There’s no built-in way to do this, but it is possible to generate the required Xml with a little PowerShell.
The Concept
The Term Store contains Term Group, which content Term Sets, which in turn contain nested Terms. Each Term can have (optional) synonyms called Labels.
If we find all the Terms with Labels, we can write them out in the correct format as a chunk of Xml, and pipe it into a thesaurus file.
Thesaurus files for SharePoint Server Search are kept under the file path:
%ProgramFiles%\Microsoft Office Servers\14.0\Data\Office Server\Applications\GUID-query-0\Config
A sample thesaurus file is shown below:
<XML ID="Microsoft Search Thesaurus"> <thesaurus xmlns="x-schema:tsSchema.xml"> <diacritics_sensitive>0</diacritics_sensitive> <expansion> <sub>Internet Explorer</sub> <sub>IE</sub> <sub>IE8</sub> </expansion> <replacement> <pat>NT5</pat> <pat>W2K</pat> <sub>Windows 2000</sub> </replacement> </thesaurus> </XML>
You can see the rationale for how this file works on and how to manage thesaurus files at TechNet.
The Script
The script below shows the principle. It iterates over the Terms in each Term Store and finds their Labels. Where the Label is not the same as the name of the Term itself, it represents a synonym and we add it to the Xml.
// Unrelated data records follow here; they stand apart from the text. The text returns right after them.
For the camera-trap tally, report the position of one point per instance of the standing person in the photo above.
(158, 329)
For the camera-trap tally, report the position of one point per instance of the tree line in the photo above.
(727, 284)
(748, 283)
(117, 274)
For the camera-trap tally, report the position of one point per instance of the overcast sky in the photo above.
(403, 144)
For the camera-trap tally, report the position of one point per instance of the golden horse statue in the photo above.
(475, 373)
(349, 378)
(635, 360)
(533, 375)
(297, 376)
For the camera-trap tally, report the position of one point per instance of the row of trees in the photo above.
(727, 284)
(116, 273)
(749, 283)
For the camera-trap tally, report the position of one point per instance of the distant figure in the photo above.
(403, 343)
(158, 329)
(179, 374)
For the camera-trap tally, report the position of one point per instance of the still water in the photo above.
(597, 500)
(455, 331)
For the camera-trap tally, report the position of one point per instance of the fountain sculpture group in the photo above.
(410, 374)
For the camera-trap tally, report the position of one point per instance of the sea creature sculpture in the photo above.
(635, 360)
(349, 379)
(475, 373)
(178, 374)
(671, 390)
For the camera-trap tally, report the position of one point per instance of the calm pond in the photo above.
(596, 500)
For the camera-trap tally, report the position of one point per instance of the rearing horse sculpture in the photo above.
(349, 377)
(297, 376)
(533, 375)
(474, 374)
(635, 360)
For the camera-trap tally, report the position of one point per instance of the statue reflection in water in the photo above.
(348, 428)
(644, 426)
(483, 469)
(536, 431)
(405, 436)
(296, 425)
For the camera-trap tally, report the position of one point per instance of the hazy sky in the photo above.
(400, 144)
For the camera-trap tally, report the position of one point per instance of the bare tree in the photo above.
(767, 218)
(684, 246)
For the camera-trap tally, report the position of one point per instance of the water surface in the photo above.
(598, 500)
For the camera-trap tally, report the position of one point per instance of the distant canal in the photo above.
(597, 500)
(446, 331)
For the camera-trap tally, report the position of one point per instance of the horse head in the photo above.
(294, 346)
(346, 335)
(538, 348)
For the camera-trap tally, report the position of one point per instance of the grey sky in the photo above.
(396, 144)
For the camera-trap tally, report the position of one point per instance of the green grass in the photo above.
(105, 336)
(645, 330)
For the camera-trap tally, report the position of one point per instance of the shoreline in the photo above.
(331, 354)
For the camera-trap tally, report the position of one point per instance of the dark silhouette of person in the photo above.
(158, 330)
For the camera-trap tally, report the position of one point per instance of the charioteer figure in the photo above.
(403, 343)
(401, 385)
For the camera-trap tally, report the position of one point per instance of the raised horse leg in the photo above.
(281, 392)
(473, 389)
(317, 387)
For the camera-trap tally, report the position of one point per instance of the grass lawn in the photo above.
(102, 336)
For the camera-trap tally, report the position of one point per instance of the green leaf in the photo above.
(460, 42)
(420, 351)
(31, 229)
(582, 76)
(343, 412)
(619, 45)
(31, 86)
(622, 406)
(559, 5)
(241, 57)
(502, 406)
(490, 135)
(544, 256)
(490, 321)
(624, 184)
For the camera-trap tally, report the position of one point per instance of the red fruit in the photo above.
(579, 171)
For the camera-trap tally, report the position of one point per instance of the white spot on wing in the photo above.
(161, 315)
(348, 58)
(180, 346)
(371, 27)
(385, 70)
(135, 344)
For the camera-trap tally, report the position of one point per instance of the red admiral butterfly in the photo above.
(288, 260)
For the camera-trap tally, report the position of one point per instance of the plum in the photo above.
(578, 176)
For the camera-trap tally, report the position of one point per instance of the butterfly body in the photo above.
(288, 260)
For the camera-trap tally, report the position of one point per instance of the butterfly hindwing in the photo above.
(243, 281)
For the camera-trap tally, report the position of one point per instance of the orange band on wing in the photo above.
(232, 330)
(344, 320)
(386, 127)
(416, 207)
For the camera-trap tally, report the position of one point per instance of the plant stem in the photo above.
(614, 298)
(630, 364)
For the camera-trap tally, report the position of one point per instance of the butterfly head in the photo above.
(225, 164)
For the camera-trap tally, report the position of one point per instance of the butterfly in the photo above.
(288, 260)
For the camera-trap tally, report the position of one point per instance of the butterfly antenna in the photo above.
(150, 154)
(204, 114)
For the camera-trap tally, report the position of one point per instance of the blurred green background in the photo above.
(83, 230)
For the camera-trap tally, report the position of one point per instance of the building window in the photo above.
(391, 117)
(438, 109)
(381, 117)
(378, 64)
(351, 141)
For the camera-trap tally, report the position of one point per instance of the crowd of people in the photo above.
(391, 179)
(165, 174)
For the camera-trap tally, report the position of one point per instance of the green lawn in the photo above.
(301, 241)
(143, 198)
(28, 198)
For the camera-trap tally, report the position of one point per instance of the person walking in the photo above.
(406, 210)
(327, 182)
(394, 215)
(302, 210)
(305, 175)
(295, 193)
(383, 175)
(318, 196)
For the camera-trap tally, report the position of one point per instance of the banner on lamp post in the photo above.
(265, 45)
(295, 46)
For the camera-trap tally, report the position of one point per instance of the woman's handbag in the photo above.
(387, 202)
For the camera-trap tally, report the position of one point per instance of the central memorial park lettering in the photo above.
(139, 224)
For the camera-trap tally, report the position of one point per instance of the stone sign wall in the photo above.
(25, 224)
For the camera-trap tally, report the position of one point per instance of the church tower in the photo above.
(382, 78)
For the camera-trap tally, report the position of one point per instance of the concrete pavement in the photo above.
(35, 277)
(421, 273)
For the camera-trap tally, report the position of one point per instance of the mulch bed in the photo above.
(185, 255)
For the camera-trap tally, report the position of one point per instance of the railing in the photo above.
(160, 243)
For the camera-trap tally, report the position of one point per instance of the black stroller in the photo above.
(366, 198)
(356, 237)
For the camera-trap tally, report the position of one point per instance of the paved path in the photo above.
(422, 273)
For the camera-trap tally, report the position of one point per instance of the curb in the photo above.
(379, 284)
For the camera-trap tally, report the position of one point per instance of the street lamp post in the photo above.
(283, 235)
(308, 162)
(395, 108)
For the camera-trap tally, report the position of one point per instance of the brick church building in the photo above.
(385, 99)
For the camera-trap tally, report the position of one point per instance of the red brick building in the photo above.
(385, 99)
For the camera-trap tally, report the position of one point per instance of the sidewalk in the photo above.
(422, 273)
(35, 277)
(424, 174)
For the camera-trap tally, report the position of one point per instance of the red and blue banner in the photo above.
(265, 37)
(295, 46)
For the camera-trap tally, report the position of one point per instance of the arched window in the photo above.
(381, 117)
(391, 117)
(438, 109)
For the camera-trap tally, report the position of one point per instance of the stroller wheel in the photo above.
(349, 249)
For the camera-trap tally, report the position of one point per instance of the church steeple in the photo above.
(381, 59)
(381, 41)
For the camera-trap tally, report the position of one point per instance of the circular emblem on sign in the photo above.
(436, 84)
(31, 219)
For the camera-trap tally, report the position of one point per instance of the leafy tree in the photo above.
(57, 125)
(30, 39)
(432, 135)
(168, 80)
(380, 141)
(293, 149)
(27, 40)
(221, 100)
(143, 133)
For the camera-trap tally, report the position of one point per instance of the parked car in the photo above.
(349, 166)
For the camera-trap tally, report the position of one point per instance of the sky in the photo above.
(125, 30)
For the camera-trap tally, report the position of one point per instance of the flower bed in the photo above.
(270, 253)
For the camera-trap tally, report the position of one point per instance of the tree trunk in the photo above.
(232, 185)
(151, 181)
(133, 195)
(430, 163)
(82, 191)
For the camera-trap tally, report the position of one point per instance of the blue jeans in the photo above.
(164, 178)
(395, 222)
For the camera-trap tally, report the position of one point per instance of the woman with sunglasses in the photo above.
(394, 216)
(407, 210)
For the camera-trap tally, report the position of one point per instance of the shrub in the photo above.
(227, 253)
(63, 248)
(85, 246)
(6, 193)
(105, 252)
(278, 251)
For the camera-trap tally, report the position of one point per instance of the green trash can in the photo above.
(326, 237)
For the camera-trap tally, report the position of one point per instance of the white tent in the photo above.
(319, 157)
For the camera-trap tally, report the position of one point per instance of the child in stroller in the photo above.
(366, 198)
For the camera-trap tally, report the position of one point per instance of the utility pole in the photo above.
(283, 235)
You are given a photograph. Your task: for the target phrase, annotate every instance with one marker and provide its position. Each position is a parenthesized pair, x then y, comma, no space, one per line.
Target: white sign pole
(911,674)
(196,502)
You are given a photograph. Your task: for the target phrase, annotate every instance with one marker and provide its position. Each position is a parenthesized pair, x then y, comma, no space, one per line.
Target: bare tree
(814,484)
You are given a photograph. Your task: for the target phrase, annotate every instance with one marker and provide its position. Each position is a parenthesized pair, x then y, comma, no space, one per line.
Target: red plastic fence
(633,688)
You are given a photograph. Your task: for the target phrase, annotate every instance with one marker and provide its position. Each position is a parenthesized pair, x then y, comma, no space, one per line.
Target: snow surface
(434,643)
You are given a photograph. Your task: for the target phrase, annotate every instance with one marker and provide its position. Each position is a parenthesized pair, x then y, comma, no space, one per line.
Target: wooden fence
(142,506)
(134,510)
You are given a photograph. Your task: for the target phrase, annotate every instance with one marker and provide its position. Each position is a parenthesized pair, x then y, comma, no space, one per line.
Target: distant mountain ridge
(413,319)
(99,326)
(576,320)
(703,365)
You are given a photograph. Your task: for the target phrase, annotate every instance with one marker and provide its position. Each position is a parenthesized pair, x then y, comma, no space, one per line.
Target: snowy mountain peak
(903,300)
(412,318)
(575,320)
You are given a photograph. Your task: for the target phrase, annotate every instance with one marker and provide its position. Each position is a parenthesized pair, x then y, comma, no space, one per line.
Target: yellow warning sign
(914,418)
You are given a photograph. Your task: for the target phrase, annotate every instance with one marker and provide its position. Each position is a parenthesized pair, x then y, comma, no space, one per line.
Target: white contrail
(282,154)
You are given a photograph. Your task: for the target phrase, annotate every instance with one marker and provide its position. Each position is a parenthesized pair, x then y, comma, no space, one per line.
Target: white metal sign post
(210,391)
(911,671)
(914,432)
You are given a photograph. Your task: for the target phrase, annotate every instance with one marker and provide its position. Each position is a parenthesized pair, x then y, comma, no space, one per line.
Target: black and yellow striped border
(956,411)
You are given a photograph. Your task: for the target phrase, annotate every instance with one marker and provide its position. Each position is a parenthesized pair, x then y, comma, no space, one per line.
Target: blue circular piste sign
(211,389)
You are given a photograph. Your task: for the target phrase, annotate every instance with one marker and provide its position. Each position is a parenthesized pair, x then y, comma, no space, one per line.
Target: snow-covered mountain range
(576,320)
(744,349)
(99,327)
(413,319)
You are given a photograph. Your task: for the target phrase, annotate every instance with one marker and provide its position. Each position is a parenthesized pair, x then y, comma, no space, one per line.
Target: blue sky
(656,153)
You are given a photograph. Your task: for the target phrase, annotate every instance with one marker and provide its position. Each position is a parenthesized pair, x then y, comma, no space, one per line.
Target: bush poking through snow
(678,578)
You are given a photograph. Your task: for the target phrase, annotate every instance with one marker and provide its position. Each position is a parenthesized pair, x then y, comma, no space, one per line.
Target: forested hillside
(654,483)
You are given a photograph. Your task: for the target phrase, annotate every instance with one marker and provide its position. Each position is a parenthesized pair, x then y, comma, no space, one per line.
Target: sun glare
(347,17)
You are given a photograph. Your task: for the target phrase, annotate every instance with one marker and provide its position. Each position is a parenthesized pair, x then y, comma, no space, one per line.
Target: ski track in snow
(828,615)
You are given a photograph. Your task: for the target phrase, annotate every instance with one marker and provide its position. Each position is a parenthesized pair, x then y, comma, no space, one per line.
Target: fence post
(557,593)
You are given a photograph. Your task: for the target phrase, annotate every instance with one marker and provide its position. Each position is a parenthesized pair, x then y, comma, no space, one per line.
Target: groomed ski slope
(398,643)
function Extract-SPThesaurusFromTermLabels { param([string] $webUrl); $ts = Get-SPTaxonomySession -Site $webUrl; Write-Output "<XML ID='Microsoft Search Thesaurus'>"; Write-Output "<thesaurus xmlns='x-schema:tsSchema.xml'>"; $ts.TermStores | % { $_.Groups | % { $_.TermSets | % { $_.Terms | % { $_.Labels | ? {$_.Term.Name -ne $_.Value} | % { Write-Output ("<expansion><sub>" + $_.Term.Name + "</sub><sub>" + $_.Value + "</sub><expansion>"); } } } } }; Write-Output "</thesaurus>"; Write-Output "</XML>"; }
You can then pipe the output of this command to an Xml file, and optionally use this in the place of your existing Thesaurus file with something like this:
Extract-SPThesaurusFromTermLabels http://sharepoint > tsLANG.xml
As always, please back up your original Thesaurus files and check the output of this before you use it!